Moments and saddles of heavy CFT correlators

TL;DR

This work recasts heavy scalar CFT four-point functions as a double Stieltjes moment problem for the OPE data, and builds a toolkit of principal-series operators to extract global averages over scaling dimension $\Delta$ and spin-related $J_2$ in the heavy limit. It derives two-sided bounds on moments and the covariance between $\Delta$ and $J_2$ from crossing and unitarity, and identifies extremal, saddle-point solutions that correspond to generalized free field (GFF) limits organized by higher-spin conformal blocks. The authors then introduce weight-interpolating functions (WIFs), notably Gaussian interpolants, to approximate OPE coefficients of heavy double-twist families from a few low moments, and show these approximations persist under perturbations from bulk contact interactions, a phenomenon they term Gaussianization. The results illuminate how heavy CFT data cluster into fixed-length operator families, offering a coarse-grained, tractable description of high-dimension spectra with potential applications to holography and the large- $N$ regime, and they point to semidefinite optimization as a path to exact moment constraints.

Abstract

We study the operator product expansion (OPE) of identical scalars in a conformal four-point correlator as a Stieltjes moment problem, and use Riemann-Liouville type fractional differential operators to generate classical moments from the correlation function. We use crossing symmetry to derive leading and subleading relations between moments in $Δ$ and $J_2 \equiv \ell(\ell+d-2)$ in the ``heavy" limit of large external scaling dimension, and combine them with constraints from unitarity to derive two-sided bounds on moment sequences in $Δ$ and the covariance between $Δ$ and $J_2$. The moment sequences which saturate these bounds produce ``saddle point" solutions to the crossing equations which we identify as particular limits of correlators in a generalized free field (GFF) theory. This motivates us to study perturbations of heavy GFF four-point correlators by way of saddle point analysis, and we show that saddles in the OPE arise from contributions of fixed-length operator families encoded by a decomposition into higher-spin conformal blocks. To apply our techniques, we consider holographic correlators of four identical single scalar fields perturbed by a bulk interaction, and use their first few moments to derive Gaussian weight-interpolating functions that predict the OPE coefficients of interacting double-twist operators in the heavy limit.

Figures (4)

• Figure 1: Operators in a four-point correlator placed on a cylinder. When the operators are sufficiently heavy, the conformal block resembles a Gibbs measure with inverse temperature $\beta \sim -\tau$ and 1d spin fugacity $\vec{\Omega} \sim \theta$. Macroscopic observables are produced by generating "twists" and "pulls" of the operator pairs.

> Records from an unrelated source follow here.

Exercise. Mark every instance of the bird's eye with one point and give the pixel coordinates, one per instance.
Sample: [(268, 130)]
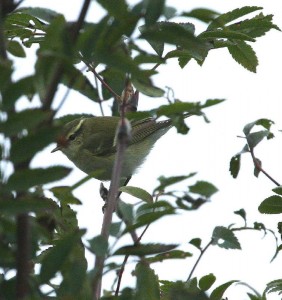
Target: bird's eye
[(72, 137)]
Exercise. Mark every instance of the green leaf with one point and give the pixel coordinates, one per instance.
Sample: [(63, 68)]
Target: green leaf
[(278, 190), (98, 245), (167, 181), (174, 254), (16, 49), (154, 10), (266, 123), (206, 282), (196, 242), (137, 192), (26, 204), (225, 238), (144, 249), (254, 138), (126, 211), (212, 102), (54, 257), (235, 164), (242, 213), (24, 179), (203, 188), (230, 16), (64, 195), (147, 88), (244, 55), (177, 34), (202, 14), (44, 14), (271, 205), (225, 34), (255, 27), (147, 285), (218, 293), (115, 229), (273, 286)]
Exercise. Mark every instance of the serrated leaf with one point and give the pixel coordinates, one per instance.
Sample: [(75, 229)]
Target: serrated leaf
[(25, 148), (203, 188), (126, 211), (147, 285), (177, 34), (255, 27), (242, 213), (24, 179), (26, 204), (154, 10), (177, 108), (266, 123), (225, 34), (230, 16), (202, 14), (16, 49), (144, 249), (235, 164), (225, 238), (218, 293), (273, 286), (55, 257), (278, 190), (137, 192), (206, 282), (271, 205), (44, 14), (167, 181), (174, 254), (244, 55), (212, 102)]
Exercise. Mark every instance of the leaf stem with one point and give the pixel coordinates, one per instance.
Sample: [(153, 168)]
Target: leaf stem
[(258, 166), (199, 258)]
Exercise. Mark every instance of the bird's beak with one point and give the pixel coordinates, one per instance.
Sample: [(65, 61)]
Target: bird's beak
[(56, 149)]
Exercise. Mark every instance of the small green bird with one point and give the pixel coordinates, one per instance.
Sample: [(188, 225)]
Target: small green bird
[(90, 143)]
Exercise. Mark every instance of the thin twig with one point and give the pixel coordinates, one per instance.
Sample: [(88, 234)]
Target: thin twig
[(3, 50), (136, 242), (258, 167), (92, 69), (58, 72), (199, 258), (122, 140), (23, 256)]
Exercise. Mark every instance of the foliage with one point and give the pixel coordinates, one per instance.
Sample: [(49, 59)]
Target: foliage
[(39, 236)]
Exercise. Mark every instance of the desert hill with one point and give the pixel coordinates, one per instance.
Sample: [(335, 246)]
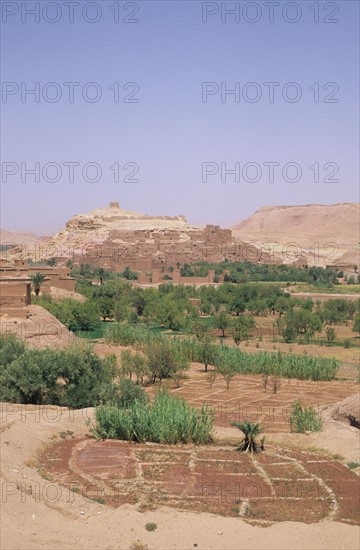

Under the integral transformation $\mathcal{T}$ introduced in section \ref{['sec:operators']}, this relation becomes exact in 1, 2, and 4 spatial dimensions.
• Figure 2: Weight-interpolating functions at $z=1/2$ for correlators in generalized free field theories with $\Delta_\varphi = \Delta_{\phi^6} = 200$. The $x$-axis is labeled by a rescaled scaling dimension $\hat{\Delta} = \Delta/\left(2\sqrt{2}\Delta_{\phi/\varphi}\right)$, so that saddles are located at $\hat{\Delta} = K$. The black dots mark the exact weights of operators in the OPE distribution, including the $s$-channel identity at $\Delta=0$. The saddle of largest scaling dimension is associated with the t-channel identity.
• Figure 3: Gaussian weight-interpolating functions (WIFs) at $z= 1/2$, plotted against the exact weights of operators in $\mathcal{G}_1$ coupled to the interaction (\ref{['cinteraction']}) with $L=2$ at different values of $\Delta_\phi$ and $g$. Blue: $g=0$, Green: $g = -1$, Red: $g=1$.
• Figure 4: The regulated Error $=\frac{\nu_k}{\nu_0} -\left.\partial^k_t e^{\mu t + \frac{\sigma^2}{2} t ^ 2 }\right|_{t = 0}$ away from Gaussian moments for $k=3$, plotted as a function of $\Delta_\phi$. The left plot is computed with $g=-1$, while the right plot is computed with $g= 1$. The dashed line is a reference bound showing that saddles in either interaction tend to Gaussianize with errors of order $\Delta_\phi^{k-2}$.